As this is going to result in a decent amount of bug reports (currently I only filed one, although that audio processing area has much more issues to file), I would like to ask your opinion on filing these bug reports. Should I report all issues regarding some specific module in one bug report, or try to further split them into more fine grained reports that may be related? These different types of errors are specifically noticeable in zipfile module that includes a lot of different exception and behavioral types on invalid data <https://github.com/Barro/python-stdlib-fuzzers/tree/master/zipfile/crashes> . And in case of sndhdr module, there are multiple modules with issues (aifc, sunau, wave) that then show up also in sndhdr when they are used. Or are some of you willing to go through the crashes that pop up and help with the report filing?
The code and more verbose description for this is available from <https://github.com/Barro/python-stdlib-fuzzers>. It works by default on some GNU/Linux systems only (I use Debian testing), as it relies on /dev/shm/ being available and uses shell scripts as wrappers that rely on various tools that may not be installed on all systems by default.
As a bonus, as this uses coverage based fuzzing, it also opens up the possibility of automatically creating a regression test suite for each of the fuzzed modules to ensure that the existing functionality (input files under <fuzz-target>/corpus/ directory) does not suddenly result in additional exceptions and that it is more easy to test potential bug fixes (crash inducing files under <fuzz-target>/crashes/ directory).
As a downside, this uses two quite specific tools (afl, python-afl) that have further dependencies (Cython) inside them, I doubt the viability of integrating this type of testing as part of normal Python verification process. As a difference to libFuzzer based fuzzing that is already integrated in Python, this instruments the actual (and only the) Python code and not the actions that the interpreter does in the background. So this should result in better fuzzer coverage for Python code that is used with the downside that when C functions are called, they are complete black boxes to the fuzzer.

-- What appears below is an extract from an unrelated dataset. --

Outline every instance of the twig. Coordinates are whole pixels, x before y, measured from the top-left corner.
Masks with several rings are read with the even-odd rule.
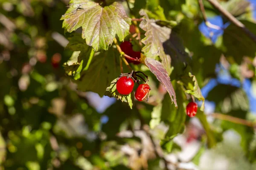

I have mainly run these fuzzer instances at most for several hours per module with 4 instances and stopped running no-issue modules after there have been no new coverage discovered after more than 10 minutes. Also I have not really created high quality initial input files, so I wouldn't be surprised if there are more issues lurking around that could be found with throwing more CPU and higher quality fuzzers at the problem.